Connect Sessions
Create hosted account-connection flows for end users. Connect Sessions can use UniPost's shared OAuth apps or workspace platform credentials, depending on credential availability and allow_quickstart_creds.
When to use Connect Sessions
Use Connect Sessions when your product needs to send an end user through account authorization and then publish on behalf of the account they connected. Use POST/v1/oauth/connect when you are connecting accounts owned by your own workspace team.
| Question | Answer |
|---|---|
| Primary API | POST/v1/connect/sessions |
| Who authorizes | Your end user, inside UniPost's hosted Connect flow |
| What you store | external_user_id plus the completed managed_account_id |
| What you publish with | managed_account_id, used as the UniPost account_id in platform_posts |
| Credential modes | Shared UniPost OAuth app or workspace platform credentials |
| Session lifetime | 30 minutes. Polling after the TTL returns expired for sessions still pending. |
| Plan gates | Some platforms can require a paid plan before account connection. For example, X / Twitter may return 402 PLAN_PLATFORM_NOT_ALLOWED. |
Credential sources
The endpoint is the same in both modes. The difference is which OAuth app the platform sees during authorization. If you omit allow_quickstart_creds, it defaults to false, so OAuth platforms require uploaded workspace Platform Credentials.
| Source | How to create it | OAuth app used | Best for |
|---|---|---|---|
| Shared UniPost OAuth app | allow_quickstart_creds=true | Workspace credentials if present; otherwise UniPost's shared OAuth app | Customer onboarding where shared OAuth app fallback is acceptable |
| Workspace platform credentials | allow_quickstart_creds=false and uploaded platform credentials | Your platform app credentials stored in UniPost | Customer onboarding where the platform consent screen must show your app |
If a workspace has platform credentials for the requested platform, UniPost uses those credentials. allow_quickstart_creds=trueonly permits fallback to UniPost's shared app when workspace credentials are missing.
On Basic, workspace Platform Credentials are active only for the workspace's shared custom platform slot. Growth, Team, and Enterprise can use workspace Platform Credentials across all supported OAuth platforms.
These credential modes apply to OAuth platforms. Bluesky uses app passwords instead of OAuth apps, so allow_quickstart_creds does not change the Bluesky Connect Session path.

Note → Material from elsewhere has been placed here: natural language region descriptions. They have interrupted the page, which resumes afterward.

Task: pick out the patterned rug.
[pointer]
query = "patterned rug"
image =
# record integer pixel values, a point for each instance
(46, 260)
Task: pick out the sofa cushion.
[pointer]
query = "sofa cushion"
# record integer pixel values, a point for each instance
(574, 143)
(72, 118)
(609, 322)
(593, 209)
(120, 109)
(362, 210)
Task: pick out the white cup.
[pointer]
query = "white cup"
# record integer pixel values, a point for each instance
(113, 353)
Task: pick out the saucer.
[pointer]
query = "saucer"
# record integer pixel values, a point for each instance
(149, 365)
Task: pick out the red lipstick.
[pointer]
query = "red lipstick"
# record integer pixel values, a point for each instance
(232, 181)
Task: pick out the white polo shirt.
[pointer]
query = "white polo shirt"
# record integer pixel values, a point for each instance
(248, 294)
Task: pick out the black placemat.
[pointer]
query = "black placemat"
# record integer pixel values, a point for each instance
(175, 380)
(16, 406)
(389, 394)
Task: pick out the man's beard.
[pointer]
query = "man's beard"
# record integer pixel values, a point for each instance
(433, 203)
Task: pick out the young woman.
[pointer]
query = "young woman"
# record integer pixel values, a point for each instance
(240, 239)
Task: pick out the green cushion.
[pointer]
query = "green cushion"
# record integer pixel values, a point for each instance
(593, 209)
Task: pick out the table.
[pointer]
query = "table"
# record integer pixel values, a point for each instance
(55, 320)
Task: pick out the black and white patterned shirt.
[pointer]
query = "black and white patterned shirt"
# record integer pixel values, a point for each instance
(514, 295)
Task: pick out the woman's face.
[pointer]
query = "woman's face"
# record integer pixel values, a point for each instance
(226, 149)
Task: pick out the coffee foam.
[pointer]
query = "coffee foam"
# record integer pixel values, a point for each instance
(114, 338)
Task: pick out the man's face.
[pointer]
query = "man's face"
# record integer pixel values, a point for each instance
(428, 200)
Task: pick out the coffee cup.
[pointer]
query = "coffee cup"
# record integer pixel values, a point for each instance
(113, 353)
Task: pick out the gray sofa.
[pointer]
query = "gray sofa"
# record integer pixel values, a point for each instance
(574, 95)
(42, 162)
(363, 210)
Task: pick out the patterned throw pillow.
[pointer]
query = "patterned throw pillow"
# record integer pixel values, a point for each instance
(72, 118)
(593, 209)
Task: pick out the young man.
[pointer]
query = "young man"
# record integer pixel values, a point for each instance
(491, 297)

Shared-app fallback session
Pass allow_quickstart_creds=true when you want hosted customer onboarding without requiring workspace-owned Platform Credentials first.
Workspace-credential session
Upload workspace Platform Credentials first, then create sessions with allow_quickstart_creds=falseso missing credentials fail immediately instead of silently falling back to UniPost's shared app.
Callback URL vs return_url
These names are easy to mix up, but they control different redirects.
| Field or URL | Who controls it | Purpose |
|---|---|---|
return_url | Your integration | Where UniPost sends the browser after the Connect Session finishes or fails. |
| OAuth callback URL / redirect URI | UniPost and the platform developer console | Where the social platform sends the OAuth code. Shared-app fallback users do not configure this; workspace credential users copy the exact platform callback URL into their developer app. |
For workspace Platform Credentials, copy callback URLs from the platform guides under Platform Credentials. Do not replace them with your return_url.
Handle completion
The hosted URL is browser-facing. Your backend should subscribe to the account.connected webhook and store the returned social_account_id as the account id for future publishing. This is the recommended production path because UniPost pushes the result as soon as the account is connected.
See Developer webhooks for subscription setup, signatures, and retry behavior.
Poll as a fallback
Poll GET/v1/connect/sessions/:session_id for local development, CLI demos, or integrations that cannot receive webhooks. Stop polling on every terminal state: completed, expired, or cancelled. A pending session expires after 30 minutes.
Cloudflare Workers and Wrangler
If you call Connect Sessions from Cloudflare Workers or local wrangler dev and see an error like internal error; reference = ..., the request may be failing inside the workerd runtime before it reaches UniPost. In that environment, configure the SDK with UniPost's DNS-only origin API endpoint. Keep using https://api.unipost.dev everywhere else.
No cache clearing is normally required. If the error persists after switching baseUrl, restart wrangler dev once so workerd picks up the new hostname resolution.